Thelma Gies Rivette died at the age of 102, on September 17th in Salt Lake City, where she had lived in recent years near her son Christopher Gies and his wife Meghan. She was born Thelma Irene Young in Pittsfield Township, near Ann Arbor, Michigan, on May 18, 1921, the only child of Durward and Laila Young. Among her ancestors were early English colonists in Massachusetts, including Tristram Coffin, who led a group of investors in 1659 to settle on Nantucket island.

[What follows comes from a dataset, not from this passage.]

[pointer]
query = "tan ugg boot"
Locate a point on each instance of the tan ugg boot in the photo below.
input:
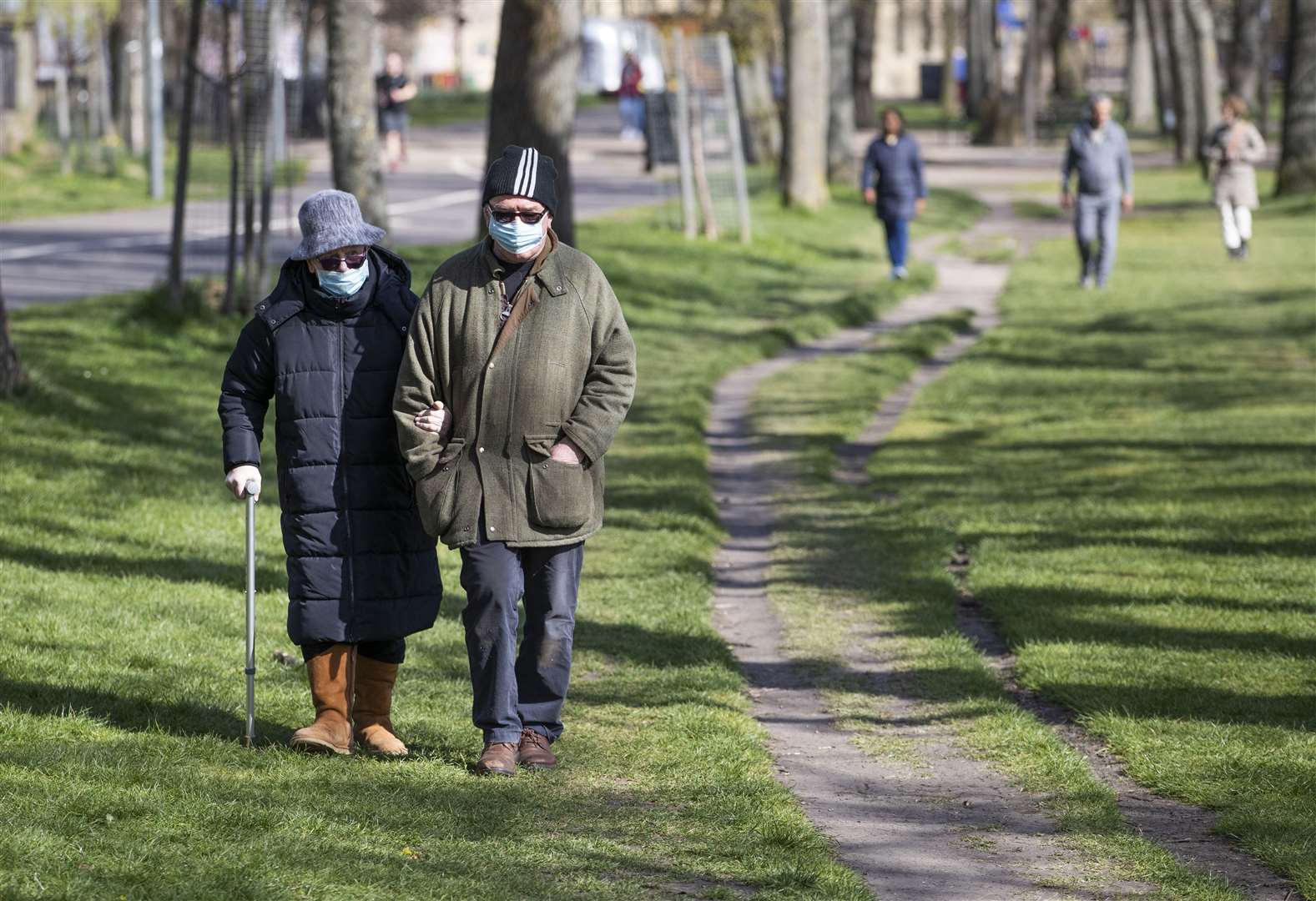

Thelma grew up in Ann Arbor and married her high school sweetheart, Thomas Gies, in September 1941, while both were students at the University of Michigan. Their first child, Laurie, was born nearly three years later, on the day Thelma earned her bachelor’s degree. Their son Thomas was born the following year. The marriage took them to Kansas City and then back to Ann Arbor, where her husband became a professor at the University of Michigan and where their third child, Christopher, was born. In addition to Christopher, her children, Laurie King of San Jose, CA and Thomas Gies of Savannah, GA, survive her.
In 1985, her husband Tom died, and three years later, Thelma married Donald Rivette and moved to suburban Atlanta. In later years, after his death, she shared a home in Georgia with her stepdaughter Cynthia Davis and her family, before returning to Ann Arbor to live in a retirement community.
Thelma was known for her intelligence and curiosity, her impeccable taste, and her gracious sociability, starting with the radiant smile with which she greeted everyone she met. She was an active supporter of animal causes and was interested in horticulture, training as a docent for a botanical garden. Music was her special joy, and she sang in church choirs throughout her life.
Besides her three children and five stepchildren, she is survived by six grandchildren—John Hodges, Mack Gies, Eli Gies, T.J. Gies, Linnea Gies and Callan Carpenter—and nine great-grandchildren. A private burial will be held in Ann Arbor.